Where do you get them? And I had my buddy shoot one today, same result for him so it isn't just me.


----------



## Cooky (Apr 25, 2011)

This is the Kick Eez version. I think I bought them (or something similar) at Gallenson's. You want it thick enough you have to hold your cheek down firmly when the sight picture is correct.

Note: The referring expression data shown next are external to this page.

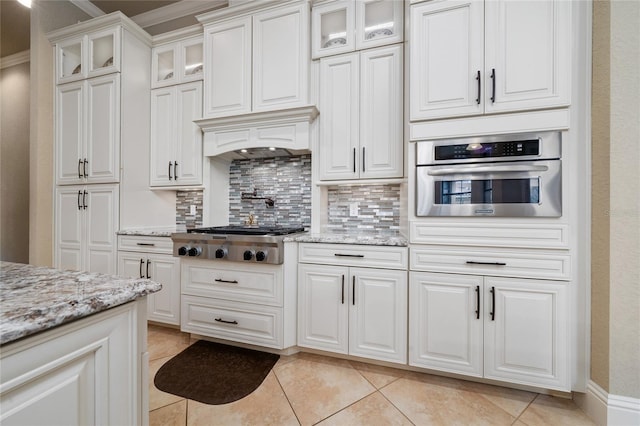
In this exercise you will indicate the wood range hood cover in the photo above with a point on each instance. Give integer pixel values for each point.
(262, 134)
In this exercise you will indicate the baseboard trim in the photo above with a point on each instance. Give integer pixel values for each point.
(606, 409)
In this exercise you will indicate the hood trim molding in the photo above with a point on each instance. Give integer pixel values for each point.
(286, 128)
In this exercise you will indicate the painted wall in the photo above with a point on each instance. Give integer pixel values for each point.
(14, 163)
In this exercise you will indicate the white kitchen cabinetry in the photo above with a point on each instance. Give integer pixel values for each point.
(86, 224)
(151, 257)
(361, 311)
(176, 142)
(177, 62)
(474, 57)
(361, 131)
(88, 131)
(506, 329)
(257, 61)
(345, 26)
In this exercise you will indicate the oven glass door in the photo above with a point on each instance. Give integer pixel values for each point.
(510, 190)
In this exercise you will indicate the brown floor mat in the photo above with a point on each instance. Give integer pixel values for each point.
(213, 373)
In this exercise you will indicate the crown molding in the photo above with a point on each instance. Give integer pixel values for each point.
(87, 7)
(175, 10)
(15, 59)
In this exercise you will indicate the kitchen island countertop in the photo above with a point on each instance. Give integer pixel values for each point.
(34, 299)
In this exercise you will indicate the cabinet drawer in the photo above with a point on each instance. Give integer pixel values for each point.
(354, 255)
(236, 321)
(516, 263)
(162, 245)
(259, 284)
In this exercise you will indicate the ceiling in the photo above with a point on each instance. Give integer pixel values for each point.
(155, 16)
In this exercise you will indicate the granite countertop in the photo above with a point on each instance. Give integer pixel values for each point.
(160, 231)
(362, 239)
(34, 299)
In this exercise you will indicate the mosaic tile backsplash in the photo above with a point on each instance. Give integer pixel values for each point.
(378, 209)
(284, 180)
(184, 201)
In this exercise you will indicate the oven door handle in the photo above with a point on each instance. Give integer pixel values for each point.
(487, 169)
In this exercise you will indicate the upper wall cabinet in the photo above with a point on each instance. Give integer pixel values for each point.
(256, 60)
(473, 57)
(177, 62)
(88, 55)
(347, 25)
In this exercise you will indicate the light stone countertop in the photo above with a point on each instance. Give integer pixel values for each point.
(34, 299)
(361, 239)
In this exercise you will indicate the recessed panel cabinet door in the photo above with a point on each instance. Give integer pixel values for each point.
(447, 52)
(323, 307)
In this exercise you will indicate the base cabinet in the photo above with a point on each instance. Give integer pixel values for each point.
(498, 328)
(356, 311)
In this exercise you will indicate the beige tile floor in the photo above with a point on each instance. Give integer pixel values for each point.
(306, 389)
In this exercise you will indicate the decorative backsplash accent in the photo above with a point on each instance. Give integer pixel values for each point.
(184, 201)
(378, 209)
(286, 181)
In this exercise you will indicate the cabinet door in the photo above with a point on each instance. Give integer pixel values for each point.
(339, 122)
(378, 314)
(526, 334)
(189, 136)
(103, 129)
(227, 53)
(445, 322)
(381, 128)
(163, 136)
(323, 312)
(164, 306)
(70, 133)
(446, 59)
(528, 50)
(69, 228)
(280, 58)
(102, 215)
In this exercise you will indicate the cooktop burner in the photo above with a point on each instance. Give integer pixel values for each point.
(247, 230)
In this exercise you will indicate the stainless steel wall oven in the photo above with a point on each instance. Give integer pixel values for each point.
(517, 175)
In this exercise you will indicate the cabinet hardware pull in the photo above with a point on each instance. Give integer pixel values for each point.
(473, 262)
(353, 289)
(493, 85)
(218, 280)
(354, 160)
(226, 322)
(493, 303)
(478, 78)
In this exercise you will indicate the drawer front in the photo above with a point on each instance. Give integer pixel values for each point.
(516, 263)
(234, 281)
(239, 322)
(352, 255)
(161, 245)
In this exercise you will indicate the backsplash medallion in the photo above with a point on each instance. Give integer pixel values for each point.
(184, 201)
(284, 180)
(378, 209)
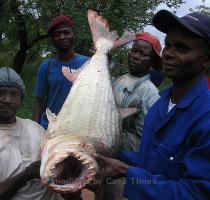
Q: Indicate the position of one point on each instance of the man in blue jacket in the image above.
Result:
(174, 157)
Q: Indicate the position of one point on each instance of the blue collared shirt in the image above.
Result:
(174, 157)
(130, 90)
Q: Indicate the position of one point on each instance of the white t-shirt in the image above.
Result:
(19, 147)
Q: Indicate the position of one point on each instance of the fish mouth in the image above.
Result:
(69, 169)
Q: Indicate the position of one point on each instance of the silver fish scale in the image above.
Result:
(90, 110)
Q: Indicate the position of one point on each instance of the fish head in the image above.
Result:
(68, 164)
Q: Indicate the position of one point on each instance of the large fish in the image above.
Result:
(88, 121)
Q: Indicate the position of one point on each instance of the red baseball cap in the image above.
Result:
(59, 20)
(153, 40)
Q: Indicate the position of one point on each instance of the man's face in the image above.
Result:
(10, 99)
(63, 38)
(184, 55)
(140, 58)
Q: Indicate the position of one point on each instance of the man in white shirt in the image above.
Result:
(20, 141)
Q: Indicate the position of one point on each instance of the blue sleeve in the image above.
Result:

http://www.kickeezproducts.com/cheek-eez.php


----------



## hossblur (Jun 15, 2011)

in the end it is a pump, so all the gas is in recoil, not used to cycle the action. 3 1/2 in a pump kick, a better fitting gun will help, but fitting a $400 gun isn't done a lot so you are gonna get kicked. I personally have given up the 3 1/2's and haven't really missed them.


----------



## Loke (Sep 7, 2007)

So don't shoot 3 1/2 inch shells. They are more of a sales gimmick than anything else. Go out and actually pattern your gun to see what shoots best. I'll bet you will find that it is a 2 3/4 at a moderate velocity (1450 fps or so). And the best part is.........those are the cheapest shells.


----------



## Bax* (Dec 14, 2008)

I agree with Loke. I havent found much use for the 3.5" shells (although Chaser had me shoot one the other day to finish off a bird). They are Soooooooo expensive too


----------



## roper (Sep 27, 2010)

Hey how are you holding that gun? Your subject line says "Remington 887 kicking my butt", then you talk about it hitting you in the cheek. Just got me wondering which cheek you're talking about. 

JK!!!


----------